La mode – Texte – C1L51

 

Objectifs

Si on mesurait les capacités d’un coiffeur, on distinguerait quatre niveaux de compétences : la découverte, la connaissance, la maîtrise et l’expertise. En ce qui concerne l’activité du styliste, elle se situerait inévitablement au niveau de l’expert, car il doit non seulement dominer parfaitement les techniques qu’il utilise, mais aussi s’informer plus largement de la mode et de la manière dont la vivent ses contemporains. Pour s’initier dans cette voie, cette unité propose d’atteindre les objectifs suivants :

• Repérer les causes sociologiques des changements de la mode.

• Distinguer les différents aspects économiques de la mode.

• Connaître les acteurs de la mode et le rôle du styliste.

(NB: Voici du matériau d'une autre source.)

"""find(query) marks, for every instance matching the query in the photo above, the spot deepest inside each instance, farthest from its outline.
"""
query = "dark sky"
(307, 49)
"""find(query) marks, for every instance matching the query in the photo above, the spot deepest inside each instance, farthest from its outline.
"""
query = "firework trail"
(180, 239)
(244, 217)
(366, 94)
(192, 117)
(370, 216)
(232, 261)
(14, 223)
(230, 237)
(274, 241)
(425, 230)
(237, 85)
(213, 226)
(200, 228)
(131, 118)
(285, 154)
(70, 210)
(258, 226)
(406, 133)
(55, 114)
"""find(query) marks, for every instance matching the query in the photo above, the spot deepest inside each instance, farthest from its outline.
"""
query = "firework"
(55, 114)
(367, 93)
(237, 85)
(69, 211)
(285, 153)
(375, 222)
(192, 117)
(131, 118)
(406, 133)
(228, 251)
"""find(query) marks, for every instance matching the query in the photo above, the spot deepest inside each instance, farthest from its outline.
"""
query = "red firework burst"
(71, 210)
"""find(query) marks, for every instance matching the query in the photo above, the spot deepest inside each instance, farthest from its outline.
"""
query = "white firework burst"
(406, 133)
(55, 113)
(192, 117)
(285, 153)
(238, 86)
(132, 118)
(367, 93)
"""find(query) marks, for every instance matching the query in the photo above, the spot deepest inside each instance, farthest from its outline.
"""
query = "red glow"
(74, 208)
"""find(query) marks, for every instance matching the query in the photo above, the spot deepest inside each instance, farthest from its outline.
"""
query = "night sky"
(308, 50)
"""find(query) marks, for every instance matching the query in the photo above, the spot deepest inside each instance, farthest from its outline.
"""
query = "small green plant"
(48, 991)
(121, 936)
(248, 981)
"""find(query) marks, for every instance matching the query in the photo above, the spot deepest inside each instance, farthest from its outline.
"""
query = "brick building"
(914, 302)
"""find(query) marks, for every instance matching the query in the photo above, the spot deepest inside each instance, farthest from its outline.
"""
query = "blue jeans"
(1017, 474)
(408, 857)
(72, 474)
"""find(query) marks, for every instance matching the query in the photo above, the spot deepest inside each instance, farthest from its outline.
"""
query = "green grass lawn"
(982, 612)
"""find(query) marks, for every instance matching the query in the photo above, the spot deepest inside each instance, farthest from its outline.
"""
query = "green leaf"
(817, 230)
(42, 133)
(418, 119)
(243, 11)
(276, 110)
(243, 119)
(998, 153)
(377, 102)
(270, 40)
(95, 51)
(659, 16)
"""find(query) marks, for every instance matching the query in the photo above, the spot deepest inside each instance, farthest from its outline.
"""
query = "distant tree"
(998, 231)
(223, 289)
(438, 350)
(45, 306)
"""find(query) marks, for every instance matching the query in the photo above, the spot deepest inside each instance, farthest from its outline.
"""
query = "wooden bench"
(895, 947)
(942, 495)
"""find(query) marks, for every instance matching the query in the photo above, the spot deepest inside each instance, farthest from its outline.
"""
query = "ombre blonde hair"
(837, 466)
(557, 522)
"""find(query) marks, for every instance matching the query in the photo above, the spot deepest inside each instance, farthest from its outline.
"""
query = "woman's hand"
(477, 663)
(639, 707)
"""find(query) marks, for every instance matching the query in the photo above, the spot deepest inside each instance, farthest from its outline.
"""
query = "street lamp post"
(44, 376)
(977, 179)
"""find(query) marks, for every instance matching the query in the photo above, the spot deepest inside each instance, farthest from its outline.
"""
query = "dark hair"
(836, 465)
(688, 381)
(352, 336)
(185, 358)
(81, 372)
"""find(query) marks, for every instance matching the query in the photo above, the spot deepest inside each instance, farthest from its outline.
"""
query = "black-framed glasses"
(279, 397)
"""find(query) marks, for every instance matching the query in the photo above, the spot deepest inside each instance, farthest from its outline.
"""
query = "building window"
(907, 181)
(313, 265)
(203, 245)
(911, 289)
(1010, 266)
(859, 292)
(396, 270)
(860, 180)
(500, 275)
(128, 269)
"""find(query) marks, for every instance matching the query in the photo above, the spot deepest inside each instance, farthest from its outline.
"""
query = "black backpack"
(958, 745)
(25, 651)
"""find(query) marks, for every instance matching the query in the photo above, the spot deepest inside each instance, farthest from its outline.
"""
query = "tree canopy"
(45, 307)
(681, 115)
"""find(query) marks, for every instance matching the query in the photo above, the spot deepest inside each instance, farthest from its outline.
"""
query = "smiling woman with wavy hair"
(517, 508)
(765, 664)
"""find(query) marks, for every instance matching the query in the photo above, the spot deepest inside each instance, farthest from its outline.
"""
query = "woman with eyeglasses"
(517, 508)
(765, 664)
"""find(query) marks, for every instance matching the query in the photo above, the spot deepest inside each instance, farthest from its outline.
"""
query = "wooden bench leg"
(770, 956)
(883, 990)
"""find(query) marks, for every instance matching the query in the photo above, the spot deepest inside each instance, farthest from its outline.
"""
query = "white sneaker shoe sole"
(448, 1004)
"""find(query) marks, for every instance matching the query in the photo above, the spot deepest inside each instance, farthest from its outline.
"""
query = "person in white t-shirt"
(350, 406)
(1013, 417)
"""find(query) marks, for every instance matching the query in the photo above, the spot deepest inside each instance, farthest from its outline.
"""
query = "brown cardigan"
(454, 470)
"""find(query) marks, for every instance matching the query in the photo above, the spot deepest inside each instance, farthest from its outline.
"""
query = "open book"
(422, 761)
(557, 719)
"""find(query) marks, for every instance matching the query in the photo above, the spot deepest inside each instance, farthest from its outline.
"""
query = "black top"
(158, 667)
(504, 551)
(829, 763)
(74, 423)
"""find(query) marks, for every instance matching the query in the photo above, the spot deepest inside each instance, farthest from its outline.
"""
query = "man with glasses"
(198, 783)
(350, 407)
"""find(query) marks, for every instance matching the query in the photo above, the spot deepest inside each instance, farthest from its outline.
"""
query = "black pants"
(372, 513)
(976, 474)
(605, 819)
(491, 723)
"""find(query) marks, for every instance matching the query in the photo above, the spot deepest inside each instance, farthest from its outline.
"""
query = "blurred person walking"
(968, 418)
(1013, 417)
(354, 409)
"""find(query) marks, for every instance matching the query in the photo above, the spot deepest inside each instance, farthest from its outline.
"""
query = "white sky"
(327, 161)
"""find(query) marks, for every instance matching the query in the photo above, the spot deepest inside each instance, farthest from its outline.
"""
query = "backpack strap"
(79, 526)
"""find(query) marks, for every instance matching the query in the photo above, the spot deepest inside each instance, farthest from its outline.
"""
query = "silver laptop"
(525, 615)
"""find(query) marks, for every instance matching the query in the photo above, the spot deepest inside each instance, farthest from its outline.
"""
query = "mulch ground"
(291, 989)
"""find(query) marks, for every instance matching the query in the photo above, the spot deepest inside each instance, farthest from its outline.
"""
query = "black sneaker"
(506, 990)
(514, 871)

• Accorder le style d’une personne avec sa personnalité.

Plan

Quand change la mode ?

Mode en accord

Mode et économie

Mode et idéologie

Origine de la mode

Personnalité

Style Styliste

Introduction

Évoquer la mode ou bien s’y référer est un acte quotidien. Chacun y participe ou bien la consomme sans même s’en apercevoir, pourtant lorsqu’il s’agit de la définir, la tâche semble plus ardue. Cette mode qui n’a pas d’âge et qui pourtant est le symbole de la jeunesse et de la modernité a toujours été insaisissable. Elle est comme un énorme gâteau informe aux multiples couleurs. Au premier abord, on ne sait pas comment le manger, mais très vite on s’aperçoit qu’il enferme en lui des parfums savoureux. Cette mode qui fait corps avec nous est à la fois rebelle et princière, subtile et grossière, belle et harmonieuse et quelques fois de mauvais goût ou indigeste. Pour les coiffeurs, la mode est en changement perpétuel, elle est attractive et séductrice, mais c’est lorsqu’on prétend la connaître qu’elle se dessaisit et disparaît pour réapparaître sous un nouveau visage. D’une manière professionnelle, c’est en s’informant et en observant autour de nous qu’on pourra se l’approprier. Et c’est grâce aux conseils et aux techniques que nous la diffuserons dans nos salons.

Quand change la mode ?

On nomme souvent les modes anciennes lorsqu’elle sont remises au goût du jour. On peut se remémorer facilement ce que l’on portait ou portaient nos parents il y a 10, 20 ou 30 ans, mais qui pourrait dire à partir de quel moment les modes changent ?

En coiffure, la mode est directement liée à l’image externe des personnes. Bien que les influences soient multiples, la mode et les tendances officielles sont issues de ce qui est proposé aujourd’hui sur les scènes nationales et internationales. Ces propositions feront l’écho de ce qui sera porté la saison suivante.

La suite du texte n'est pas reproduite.